Quand une ville mise sur la délation, c'est la preuve qu'elle n'a plus tout à fait le contrôle...

La semaine dernière, Valérie Plante appelait les Montréalais à dénoncer les hôtes délinquants d'Airbnb. La mairesse leur demandait entre autres de signaler les boîtiers contenant les clés des logements commerciaux non conformes.

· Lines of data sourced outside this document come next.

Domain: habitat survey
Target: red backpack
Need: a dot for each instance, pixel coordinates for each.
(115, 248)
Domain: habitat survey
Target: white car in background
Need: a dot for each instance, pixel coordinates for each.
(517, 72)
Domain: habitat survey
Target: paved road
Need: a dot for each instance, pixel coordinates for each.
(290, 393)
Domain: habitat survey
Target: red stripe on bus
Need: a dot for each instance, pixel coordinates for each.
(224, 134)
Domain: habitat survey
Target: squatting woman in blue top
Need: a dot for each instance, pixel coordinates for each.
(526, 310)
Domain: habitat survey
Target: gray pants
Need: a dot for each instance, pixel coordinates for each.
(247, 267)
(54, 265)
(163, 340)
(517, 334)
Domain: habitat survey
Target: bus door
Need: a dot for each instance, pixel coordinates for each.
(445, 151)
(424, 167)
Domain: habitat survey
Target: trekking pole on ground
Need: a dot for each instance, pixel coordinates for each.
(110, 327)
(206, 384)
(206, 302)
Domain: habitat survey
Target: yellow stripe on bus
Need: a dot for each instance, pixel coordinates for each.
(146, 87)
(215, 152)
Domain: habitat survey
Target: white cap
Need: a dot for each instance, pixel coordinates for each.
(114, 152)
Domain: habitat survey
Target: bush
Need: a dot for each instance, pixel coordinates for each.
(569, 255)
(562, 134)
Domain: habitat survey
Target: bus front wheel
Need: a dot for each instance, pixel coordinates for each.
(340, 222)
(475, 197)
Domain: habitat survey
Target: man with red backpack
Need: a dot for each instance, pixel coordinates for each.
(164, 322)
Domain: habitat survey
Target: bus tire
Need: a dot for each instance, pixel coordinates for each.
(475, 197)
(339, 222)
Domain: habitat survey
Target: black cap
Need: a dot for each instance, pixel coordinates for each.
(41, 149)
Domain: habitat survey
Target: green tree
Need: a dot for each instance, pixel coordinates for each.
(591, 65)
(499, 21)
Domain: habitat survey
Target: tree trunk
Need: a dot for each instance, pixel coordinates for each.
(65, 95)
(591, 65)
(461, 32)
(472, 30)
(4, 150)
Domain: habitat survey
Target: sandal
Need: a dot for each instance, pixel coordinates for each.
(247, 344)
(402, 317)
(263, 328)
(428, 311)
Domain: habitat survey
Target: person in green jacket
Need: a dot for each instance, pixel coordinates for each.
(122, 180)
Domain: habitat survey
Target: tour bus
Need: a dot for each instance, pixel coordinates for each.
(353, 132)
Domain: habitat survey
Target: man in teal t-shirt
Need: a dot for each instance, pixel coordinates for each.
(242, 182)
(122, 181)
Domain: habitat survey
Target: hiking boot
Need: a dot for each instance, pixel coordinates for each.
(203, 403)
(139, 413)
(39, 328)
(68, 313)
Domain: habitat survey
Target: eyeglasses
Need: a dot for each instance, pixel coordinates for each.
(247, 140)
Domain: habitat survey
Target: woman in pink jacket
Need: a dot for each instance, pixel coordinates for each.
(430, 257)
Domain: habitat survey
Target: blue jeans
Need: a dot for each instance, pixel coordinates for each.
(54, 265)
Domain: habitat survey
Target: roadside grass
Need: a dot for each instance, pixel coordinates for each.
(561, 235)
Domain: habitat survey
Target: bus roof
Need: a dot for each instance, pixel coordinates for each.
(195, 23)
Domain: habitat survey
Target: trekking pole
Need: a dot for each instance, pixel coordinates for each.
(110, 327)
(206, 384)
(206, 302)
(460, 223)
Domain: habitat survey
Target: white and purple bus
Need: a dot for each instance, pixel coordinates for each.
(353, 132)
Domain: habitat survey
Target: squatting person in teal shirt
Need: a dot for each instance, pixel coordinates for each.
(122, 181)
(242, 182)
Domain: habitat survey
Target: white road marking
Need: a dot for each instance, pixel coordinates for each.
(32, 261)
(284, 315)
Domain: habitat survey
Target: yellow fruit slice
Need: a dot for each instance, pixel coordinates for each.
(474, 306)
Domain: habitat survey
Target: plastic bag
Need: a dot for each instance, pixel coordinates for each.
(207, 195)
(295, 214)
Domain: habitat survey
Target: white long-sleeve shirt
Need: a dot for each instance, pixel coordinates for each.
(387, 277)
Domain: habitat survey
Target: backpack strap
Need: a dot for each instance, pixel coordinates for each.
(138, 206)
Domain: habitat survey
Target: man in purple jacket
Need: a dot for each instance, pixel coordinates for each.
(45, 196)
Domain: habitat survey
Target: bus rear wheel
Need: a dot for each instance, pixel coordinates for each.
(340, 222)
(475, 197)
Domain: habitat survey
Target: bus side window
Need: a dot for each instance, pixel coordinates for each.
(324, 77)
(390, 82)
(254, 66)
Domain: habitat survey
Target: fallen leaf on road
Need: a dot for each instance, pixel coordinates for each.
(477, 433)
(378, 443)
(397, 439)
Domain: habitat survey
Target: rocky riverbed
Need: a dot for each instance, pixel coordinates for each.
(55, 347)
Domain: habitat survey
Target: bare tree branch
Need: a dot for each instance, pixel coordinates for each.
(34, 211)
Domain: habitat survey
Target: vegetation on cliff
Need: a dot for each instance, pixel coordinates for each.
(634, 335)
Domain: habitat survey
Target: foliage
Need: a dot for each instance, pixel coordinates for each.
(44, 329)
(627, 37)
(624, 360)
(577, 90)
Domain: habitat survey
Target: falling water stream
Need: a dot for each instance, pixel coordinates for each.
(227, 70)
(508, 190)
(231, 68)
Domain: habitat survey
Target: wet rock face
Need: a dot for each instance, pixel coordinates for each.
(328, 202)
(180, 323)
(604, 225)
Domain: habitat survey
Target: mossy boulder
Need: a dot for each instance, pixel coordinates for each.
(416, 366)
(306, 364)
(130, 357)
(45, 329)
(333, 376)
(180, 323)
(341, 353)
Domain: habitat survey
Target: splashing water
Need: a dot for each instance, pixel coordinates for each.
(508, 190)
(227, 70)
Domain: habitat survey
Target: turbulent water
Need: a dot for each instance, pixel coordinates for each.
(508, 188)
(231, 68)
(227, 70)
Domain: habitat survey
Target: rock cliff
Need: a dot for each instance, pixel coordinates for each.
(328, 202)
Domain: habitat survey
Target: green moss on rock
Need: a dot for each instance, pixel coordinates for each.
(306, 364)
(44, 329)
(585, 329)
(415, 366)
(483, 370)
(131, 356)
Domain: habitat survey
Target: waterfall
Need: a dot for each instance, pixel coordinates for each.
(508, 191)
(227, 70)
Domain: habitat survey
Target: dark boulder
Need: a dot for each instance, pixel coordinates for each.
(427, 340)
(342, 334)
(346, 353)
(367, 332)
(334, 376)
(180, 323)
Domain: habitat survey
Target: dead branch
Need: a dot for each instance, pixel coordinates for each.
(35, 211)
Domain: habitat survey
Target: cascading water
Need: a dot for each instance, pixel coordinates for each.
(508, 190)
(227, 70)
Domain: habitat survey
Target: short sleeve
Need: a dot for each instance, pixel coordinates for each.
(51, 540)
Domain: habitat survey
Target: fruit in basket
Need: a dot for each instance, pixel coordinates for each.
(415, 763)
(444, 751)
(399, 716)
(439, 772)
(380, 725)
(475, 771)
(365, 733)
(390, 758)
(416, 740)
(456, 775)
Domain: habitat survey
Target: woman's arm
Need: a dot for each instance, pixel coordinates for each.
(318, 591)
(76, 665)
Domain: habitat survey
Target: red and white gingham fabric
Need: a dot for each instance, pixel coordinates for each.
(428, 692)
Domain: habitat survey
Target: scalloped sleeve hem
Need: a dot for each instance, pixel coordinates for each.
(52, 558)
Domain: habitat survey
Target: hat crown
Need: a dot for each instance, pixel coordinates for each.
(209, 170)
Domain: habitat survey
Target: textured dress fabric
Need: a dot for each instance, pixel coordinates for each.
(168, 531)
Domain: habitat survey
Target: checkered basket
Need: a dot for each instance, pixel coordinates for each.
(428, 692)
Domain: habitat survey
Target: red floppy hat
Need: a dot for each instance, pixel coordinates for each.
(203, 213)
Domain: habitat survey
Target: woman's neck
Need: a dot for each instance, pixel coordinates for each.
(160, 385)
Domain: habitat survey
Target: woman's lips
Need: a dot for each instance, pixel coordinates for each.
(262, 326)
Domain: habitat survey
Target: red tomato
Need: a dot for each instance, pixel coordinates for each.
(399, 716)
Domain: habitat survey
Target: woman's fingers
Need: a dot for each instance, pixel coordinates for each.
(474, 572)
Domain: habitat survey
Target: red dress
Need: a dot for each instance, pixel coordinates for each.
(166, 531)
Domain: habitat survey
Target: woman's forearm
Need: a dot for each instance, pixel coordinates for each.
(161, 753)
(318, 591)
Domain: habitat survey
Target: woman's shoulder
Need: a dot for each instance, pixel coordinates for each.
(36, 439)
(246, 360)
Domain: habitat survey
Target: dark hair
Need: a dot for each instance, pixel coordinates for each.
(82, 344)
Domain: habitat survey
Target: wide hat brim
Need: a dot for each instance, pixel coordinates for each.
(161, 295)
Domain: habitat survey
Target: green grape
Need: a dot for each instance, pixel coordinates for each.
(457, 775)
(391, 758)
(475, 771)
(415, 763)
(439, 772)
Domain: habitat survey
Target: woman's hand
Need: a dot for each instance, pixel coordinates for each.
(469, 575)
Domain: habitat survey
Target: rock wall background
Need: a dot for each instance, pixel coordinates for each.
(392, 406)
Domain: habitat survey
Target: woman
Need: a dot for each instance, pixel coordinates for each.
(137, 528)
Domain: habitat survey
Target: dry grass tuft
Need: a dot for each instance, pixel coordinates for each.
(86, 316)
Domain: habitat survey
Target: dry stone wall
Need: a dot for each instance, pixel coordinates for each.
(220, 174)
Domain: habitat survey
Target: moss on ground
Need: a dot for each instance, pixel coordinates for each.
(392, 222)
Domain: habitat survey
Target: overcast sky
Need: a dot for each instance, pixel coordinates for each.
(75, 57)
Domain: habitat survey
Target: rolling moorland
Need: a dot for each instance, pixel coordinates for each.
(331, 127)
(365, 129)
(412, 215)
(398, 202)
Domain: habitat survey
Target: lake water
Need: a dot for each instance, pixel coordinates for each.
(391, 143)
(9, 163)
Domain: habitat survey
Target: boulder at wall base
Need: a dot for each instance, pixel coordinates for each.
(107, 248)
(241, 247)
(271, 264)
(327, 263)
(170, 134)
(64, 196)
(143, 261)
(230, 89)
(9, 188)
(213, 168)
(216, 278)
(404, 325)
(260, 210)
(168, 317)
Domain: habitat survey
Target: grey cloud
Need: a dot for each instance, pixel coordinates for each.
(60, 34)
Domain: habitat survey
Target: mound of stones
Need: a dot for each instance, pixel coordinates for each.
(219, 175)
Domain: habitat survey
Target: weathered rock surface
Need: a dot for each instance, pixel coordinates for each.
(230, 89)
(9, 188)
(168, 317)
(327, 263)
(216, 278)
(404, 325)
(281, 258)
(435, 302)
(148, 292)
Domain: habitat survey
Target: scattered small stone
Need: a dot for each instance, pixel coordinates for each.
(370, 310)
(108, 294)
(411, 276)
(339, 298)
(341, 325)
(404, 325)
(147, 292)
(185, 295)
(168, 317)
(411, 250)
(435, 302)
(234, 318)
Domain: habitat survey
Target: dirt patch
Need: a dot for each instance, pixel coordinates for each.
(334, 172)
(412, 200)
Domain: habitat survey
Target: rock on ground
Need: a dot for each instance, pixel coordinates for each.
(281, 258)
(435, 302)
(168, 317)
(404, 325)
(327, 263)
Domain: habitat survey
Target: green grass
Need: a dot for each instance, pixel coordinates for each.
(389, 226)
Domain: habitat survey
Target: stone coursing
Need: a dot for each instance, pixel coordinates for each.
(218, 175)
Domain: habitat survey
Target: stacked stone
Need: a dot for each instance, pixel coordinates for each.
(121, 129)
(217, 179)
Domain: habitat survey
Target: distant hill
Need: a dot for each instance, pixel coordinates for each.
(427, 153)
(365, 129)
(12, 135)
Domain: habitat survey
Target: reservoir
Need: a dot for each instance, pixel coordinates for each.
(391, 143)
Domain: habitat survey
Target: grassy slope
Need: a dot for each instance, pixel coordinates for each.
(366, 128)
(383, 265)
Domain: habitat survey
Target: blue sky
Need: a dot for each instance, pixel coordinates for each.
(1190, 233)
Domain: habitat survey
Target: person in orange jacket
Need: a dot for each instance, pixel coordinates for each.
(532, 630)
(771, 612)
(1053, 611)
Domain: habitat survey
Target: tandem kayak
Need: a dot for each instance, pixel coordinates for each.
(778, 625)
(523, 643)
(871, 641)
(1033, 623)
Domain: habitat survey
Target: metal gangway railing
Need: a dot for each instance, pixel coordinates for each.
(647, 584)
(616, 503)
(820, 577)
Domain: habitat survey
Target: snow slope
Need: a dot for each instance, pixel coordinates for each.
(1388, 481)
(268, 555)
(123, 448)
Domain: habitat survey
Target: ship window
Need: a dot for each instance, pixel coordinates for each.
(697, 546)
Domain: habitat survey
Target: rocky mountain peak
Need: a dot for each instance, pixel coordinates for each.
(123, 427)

Certes, la loi québécoise et les règlements montréalais ont été adoptés il y a seulement six mois. Il est encore tôt pour en tirer des conclusions définitives. Mais à tout le moins, on peut conclure qu'ils ne réussissent pas encore à régler les inconvénients de la plateforme de location à court terme.

En théorie, bien sûr, Airbnb n'est pas un problème. C'est plutôt un bienfait. Pour les résidants, elle permet de faire un peu d'argent en louant son logement quelques jours par année lors de ses vacances. Et pour les touristes, elle permet de voyager avec une expérience plus proche des habitants locaux. Le Québec reçoit ainsi des touristes qui auraient autrement choisi une autre destination.

Reste qu'il y a un gros irritant. Des hôtes prétendent louer occasionnellement alors qu'ils deviennent en réalité des aubergistes professionnels.

C'est injuste pour les auberges licenciées, qui doivent payer la taxe provinciale d'hébergement et la taxe municipale commerciale. C'est incommodant pour le voisinage, souvent aux prises avec des voyageurs bruyants. Et enfin, cela baisse le nombre d'appartements locatifs disponibles et crée même des pénuries de logements dans certains quartiers.

Face à ce problème, le Québec ainsi que les villes ont chacun leur rôle à jouer.

En juin dernier, le gouvernement libéral avait adopté la loi 150. Une ligne a été tracée pour déterminer à partir de quand un hôte fait une utilisation commerciale de son logement (disponible pour location de moins de 31 jours, de façon régulière). Ces hôtes doivent obtenir une attestation de la Corporation de l'industrie touristique. Airbnb collabore de bonne foi à la démarche - elle prélève la taxe d'hébergement.

Les villes et les arrondissements peuvent ajouter des contraintes selon leurs besoins. Par exemple, à Montréal, le Plateau-Mont-Royal et Ville-Marie restreignent les nouveaux permis commerciaux à certains secteurs. De plus, ils doivent être espacés chacun par plus de 150 mètres. L'objectif : freiner la perte d'appartements à louer pour les Montréalais et limiter les dérangements pour la vie de quartier.

Pour faire respecter la loi, le ministère du Tourisme a eu la bonne idée de transmettre le dossier à Revenu Québec, qui a ajouté 25 inspecteurs. Et des villes comme Montréal et Québec s'activent aussi sur le terrain pour traquer les hôtes délinquants.

Alors, est-ce que ça fonctionne ? Les premiers signaux montrent qu'il reste du travail à faire.

Selon les recensions préliminaires faites à Montréal par des chercheurs de l'Université McGill, une minorité des hôtes commerciaux seraient accrédités.

Et à Québec, des inspecteurs doivent se faire passer pour des touristes afin de les traquer un par un. Ce jeu du chat et de la souris risque de leur prendre beaucoup de temps...

Si les hôtes commerciaux persistent à fonctionner sans certificat, Québec devra trouver une nouvelle façon de serrer la vis. Ce pourrait être en quantifiant le nombre de jours à partir duquel un logement requiert une certification touristique.

Il serait aussi possible de forcer Airbnb à dévoiler l'identité des hôtes (comme à New York) ou de créer un registre des hôtes commerciaux (comme à San Francisco). Mais ces deux dernières solutions sont toutefois intrusives et possiblement difficiles à appliquer.

À tout le moins, il faudra trouver une façon de permettre à ces nouveaux types d'hébergement de s'intégrer à l'offre touristique. De façon harmonieuse et équitable.